Ex-Fed executive sees interest rate changes tied to political pressure
With the Federal Reserve cutting the federal funds interest rate for the second time this year, a former employee of the Federal Reserve and Miami-based banker said the move has more to do with political pressure and less to do with monetary policy.
“For the first time I’ve seen, I think they’re bowing down to political pressure,” said Juan Del Busto, who worked for the Federal Reserve for nearly 40 years and was the regional executive of the Federal Reserve branch in Miami from 2008 to 2012. He is currently on the board of directors of Ocean Bank and is chairman of Del Busto Capital Partners.
Until now since he departed, he has been reticent to talk about matters at the Federal Reserve.
He said that based on employment and consumer confidence, there was no need for the Federal Reserve to lower rates. The Federal Reserve, he said, was doing monetary policy “in a vacuum.”
In July, the Federal Reserve lowered the federal funds rate by a quarter-point, and once again lowered the rate by a quarter-point earlier this month. The federal funds rate is currently at 1.75% to 2%. Federal Reserve Chair Jerome Powell has cited weakening global growth and trade policy uncertainty as reasons for the cuts.
In a tweet, President Donald Trump called for the Federal Reserve to cut interest rates to zero or to negative interest rates.
According to the US Bureau of Labor Statistics, employment rose by 130,000 in August. The unemployment rate for August was at 3.7% for the third month in a row, with 6 million people unemployed in the nation.
Mr. Del Busto said that cuts would place added stress on bankers.
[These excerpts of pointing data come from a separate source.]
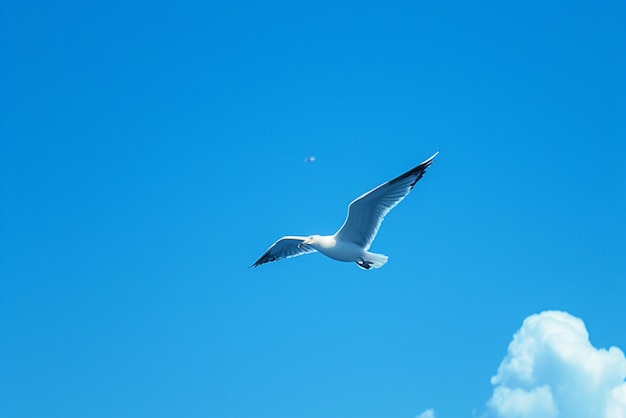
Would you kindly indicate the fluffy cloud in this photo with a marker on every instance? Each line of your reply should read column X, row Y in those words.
column 551, row 370
column 429, row 413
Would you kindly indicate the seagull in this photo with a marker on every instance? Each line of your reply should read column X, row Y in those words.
column 353, row 240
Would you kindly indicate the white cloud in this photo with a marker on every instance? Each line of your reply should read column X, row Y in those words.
column 429, row 413
column 551, row 370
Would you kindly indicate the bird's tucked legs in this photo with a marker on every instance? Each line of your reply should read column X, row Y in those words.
column 364, row 264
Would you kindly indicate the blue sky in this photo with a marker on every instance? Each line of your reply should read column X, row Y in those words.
column 150, row 153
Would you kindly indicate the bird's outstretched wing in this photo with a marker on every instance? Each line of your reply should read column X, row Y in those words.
column 285, row 247
column 366, row 213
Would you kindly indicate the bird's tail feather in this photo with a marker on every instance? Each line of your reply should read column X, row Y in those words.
column 372, row 260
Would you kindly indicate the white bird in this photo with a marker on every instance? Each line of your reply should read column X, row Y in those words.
column 352, row 241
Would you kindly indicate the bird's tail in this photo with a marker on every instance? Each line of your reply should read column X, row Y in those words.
column 372, row 261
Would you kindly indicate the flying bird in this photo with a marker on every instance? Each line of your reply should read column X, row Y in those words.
column 353, row 240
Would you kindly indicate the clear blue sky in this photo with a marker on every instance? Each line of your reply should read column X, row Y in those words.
column 150, row 153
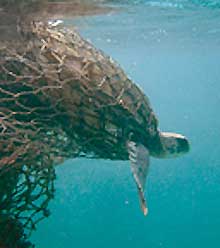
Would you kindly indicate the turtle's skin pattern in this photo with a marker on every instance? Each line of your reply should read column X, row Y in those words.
column 84, row 92
column 61, row 98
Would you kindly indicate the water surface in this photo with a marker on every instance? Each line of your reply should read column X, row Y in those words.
column 172, row 50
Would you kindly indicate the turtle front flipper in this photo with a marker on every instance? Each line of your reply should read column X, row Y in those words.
column 139, row 159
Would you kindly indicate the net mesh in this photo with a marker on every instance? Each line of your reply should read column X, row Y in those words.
column 59, row 98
He said many financial institutions had predicted one or two interest hikes this year, and now long-term planning is out the window because the direction of the Federal Reserve is unpredictable. Banks had gone out for more money and will now get less return on the loans they provide.
“Banks have a lot of cash. There are not as many deals, so we’re competing heavily for deals, so the customer is in the driver’s seat,” he said, adding that in an ideal scenario, bankers and customers would work as partners.
While Mr. Del Busto indicated it was a good time to borrow, he cautioned about similar borrowing behaviors to those prior to the Great Recession. Despite recessionary indications, Mr. Del Busto said he does not see a recession occurring this year.
“I predicted a mild recession for 2021,” he said. “Things, I believe, are starting to slow down a bit, but I don’t see a recession this year.”